Dado que las fuerzas armadas colombianas tienen la responsabilidad oficial de proteger la propiedad privada, los soldados retirados cuentan con la ventaja de haber trabajado en empresas y de conocer de cerca los intereses del sector militar privado. Los grupos de tareas militares fueron diseñados exclusivamente para proteger a las multinacionales petroleras y carboníferas y los ejecutivos de estas empresas fueron ser acusados de contratar sicarios en numerosas ocasiones. Las denuncias suelen provenir de las mismas fuerzas militares.

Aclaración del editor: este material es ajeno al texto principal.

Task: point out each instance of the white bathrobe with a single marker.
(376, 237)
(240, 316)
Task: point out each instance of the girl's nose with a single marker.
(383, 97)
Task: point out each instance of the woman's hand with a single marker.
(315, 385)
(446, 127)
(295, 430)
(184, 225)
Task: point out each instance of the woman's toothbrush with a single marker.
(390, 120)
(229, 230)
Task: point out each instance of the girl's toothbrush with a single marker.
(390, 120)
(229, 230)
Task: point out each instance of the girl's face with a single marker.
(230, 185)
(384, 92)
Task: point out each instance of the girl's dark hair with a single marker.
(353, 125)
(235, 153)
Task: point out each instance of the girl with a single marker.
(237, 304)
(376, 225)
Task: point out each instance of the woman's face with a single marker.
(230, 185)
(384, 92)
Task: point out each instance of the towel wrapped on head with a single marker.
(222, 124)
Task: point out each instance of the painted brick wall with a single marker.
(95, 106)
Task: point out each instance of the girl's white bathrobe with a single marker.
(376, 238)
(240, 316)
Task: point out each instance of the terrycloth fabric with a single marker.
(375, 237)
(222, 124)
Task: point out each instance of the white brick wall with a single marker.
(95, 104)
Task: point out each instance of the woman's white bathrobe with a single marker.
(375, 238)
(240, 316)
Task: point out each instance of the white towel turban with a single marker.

Como muestran algunas entrevistas concedidas por empresarios de alta jerarquía, los vínculos entre las empresas, las asociaciones empresariales y el Ministerio de Defensa son muy fluidos. Por ejemplo, la cooperación con las empresas de colectivos de Colombia permite que el ejército identifique a todas las personas que viajan por el territorio y registre las fechas y lugares de salida y de llegada. Esto fuerza a los miembros de las guerrillas urbanas a adoptar identidades falsas.

Es posible que el responsable directo del asesinato del presidente haitiano no haya sido el Estado colombiano, sino un grupo de sicarios. Pero el desarrollo de esta peculiar industria solo se explica en función del documentado apoyo político que el Estado brinda a los grupos paramilitares y a los sicarios privados.

El asesinato del presidente de Haití está indudablemente conectado con esta historia, mucho más profunda, de la privatización de la guerra en Colombia: hoy cosechamos los frutos amargos de la exportación de su modelo.